A special report is in our latest magazine.

Dr Mark Everard, the man nicknamed Dr Redfin, has come out in this week’s Angler’s Mail backing Warren Gaunt’s 4 lb 9 oz catch a roach.

His views on what would break the British record, and comments from other people who are far from sure about its identity, are reported in full in our magazine.

It’s a fascinating read, so check out page 4 of the mag!

Mark has compiled a more detailed dossier on Warren “Wol” Gaunt’s fish, which is published below, in full, online…

Warren Gaunt and the fish which has been the talking point in angling. Read our special report, and comments, in the latest Angler's Mail magazine.

Dr Mark Everard’s scientific ID report in full

Dr Mark Everard

Fin and feature counts

The photos are better than most, though with some room for doubt due to poor definition of fins (mainly anal fin rays) due in part to resolution and in part due to harsh flash.  But here are my preliminary counts.

Photo 3535

Dorsal II+ and 8or9

Photo 3534

Anal III and 9or10

Photo 3533

Lateral line 44

Anal III and 9or10

Dorsal II+ and 9

Ventral-dorsal alignment: directly aligned up scale column

Mouth: clear overbite

Photo 3532

Lateral line 44

Anal fin: collapsed so can’t count spines and rays

Dorsal fin: collapsed so can’t count spines and rays

Ventral-dorsal alignment: direcftly aligned up scale column

Mouth: clear overbite

I think that the balance of probability is strongly in favour of ‘roach’ (with just some doubt re: exact anal fin ray counts); strongly enough across other key features for me to be confident that this is a roach.  I know that the cater has a history of big hybrids, but this does not sway my analysis of key features.)  I can’t comment on weight of course, though it does look vast!

Likely contradictory opinions

I am sure that some ‘experts’ without a scientific approach to identification could mistake this for a rudd or a hybrid.

Common misconceptions made by non-scientist when it comes to identifying big roach commonly include:

  • an over-reliance of hugely variable features such as colour;
  • misinterpretation of the mouth angle; and
  • the alignment of dorsal and ventral fins.

On all three counts, I see some rather ‘schoolboy’ and just plain WRONG assessments made all the time, generally by people with the most vocal opinions but who seem to know the least.  Whilst they betray their ignorance to those that know what they’re talking, regrettably they also gain support from those that take their word for it.  So I am setting the scientific record straight on these three features.

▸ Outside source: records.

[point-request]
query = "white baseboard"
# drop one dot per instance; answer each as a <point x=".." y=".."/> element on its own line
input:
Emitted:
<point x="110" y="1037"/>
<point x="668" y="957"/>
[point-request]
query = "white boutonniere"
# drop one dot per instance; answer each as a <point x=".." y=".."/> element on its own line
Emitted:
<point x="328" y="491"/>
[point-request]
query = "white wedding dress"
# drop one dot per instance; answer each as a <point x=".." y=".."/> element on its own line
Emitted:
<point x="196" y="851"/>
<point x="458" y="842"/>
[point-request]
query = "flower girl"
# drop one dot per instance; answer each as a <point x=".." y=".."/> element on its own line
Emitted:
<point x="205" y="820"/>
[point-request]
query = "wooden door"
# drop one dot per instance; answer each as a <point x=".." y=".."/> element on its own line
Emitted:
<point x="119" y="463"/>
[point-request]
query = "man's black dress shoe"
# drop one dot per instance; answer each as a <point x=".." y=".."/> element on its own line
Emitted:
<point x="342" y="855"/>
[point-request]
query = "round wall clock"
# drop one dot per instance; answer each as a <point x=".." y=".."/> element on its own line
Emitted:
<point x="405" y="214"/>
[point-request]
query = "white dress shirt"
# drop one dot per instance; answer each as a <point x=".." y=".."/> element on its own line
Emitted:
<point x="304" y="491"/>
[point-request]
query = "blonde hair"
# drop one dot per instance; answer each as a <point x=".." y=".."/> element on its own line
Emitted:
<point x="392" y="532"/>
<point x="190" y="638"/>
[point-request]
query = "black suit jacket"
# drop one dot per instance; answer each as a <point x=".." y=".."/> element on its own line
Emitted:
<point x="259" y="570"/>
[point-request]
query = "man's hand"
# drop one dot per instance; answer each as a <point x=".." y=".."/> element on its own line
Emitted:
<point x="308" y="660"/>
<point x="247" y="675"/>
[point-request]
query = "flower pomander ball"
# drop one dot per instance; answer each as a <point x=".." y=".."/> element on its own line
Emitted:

Reasons why colour is a useless diagnostic feature

Colour varies naturally in fish to a huge extent due to:

  • Diet, particularly when feeding on crustaceans and invertebrates, which can make the flanks golden and the fins vivid… purely down to carotenoids ingested in an invertebrate-rich diet
  • Water clarity, most fish lightening in coloured water and darkening in clear water
  • Stress/health
  • Time of day, including adaptation to changing light conditions
  • Local genetic variants

The pictures we take often wash out or display false colours due to:

  • The background having an influence on apparent colour
  • Reflections from sky/trees/clothes colouring incident light
  • The general quality of local natural or artificial lighting
  • The white balance setting of the camera (if known) which will generally be automatically adjusted under all these other factors

Compound this with flash photography and, even if you know the spectrum of the flash unit, there is no chance of ‘true’ colours showing through!

So I am completely unpersuaded when I hear of people dismissing this fish because:

  • it lacks a ’blue tinge’ or a ‘green tinge’…  maybe the fish did without flash photography, but in any event this opinion about a defining roach feature is utter nonsense!
  • The fins are too deeply coloured…  see all of the above factors (particularly the way that fish absorb red/orange carotenoid pigments from their summer invertebrate-biased diet).

Mouth angle

It is true that the lower jaw of Wol’s fish is upward-inclined.  However, this is entirely due to the depth of the fish – fairly typical for one this big if quite at odds with a scrawny canal specimen!– with the mouth nevertheless showing a clear overbite on all photos.  The mouth of Wol’s fish clearly suggests ‘roach’!

Assessing dorsal to ventral fin alignment

I have heard it said that these same ‘experts’ agree that the dorsal if set too far back.  This demonstrates a fundamental lack of understanding / ‘schoolboy error’, just looking uncritically at a photo.

The photo below CLEARLY shows that, when alignment is checked on a scientific basis, the dorsal and ventral fin roots are perfectly aligned.  This is done by counting along scale columns (as indicated by my orange dots).

Just be looking to see if the fins are above each other in a photo is a nonsense!  The fin alignment in the photo below checks out perfectly for roach.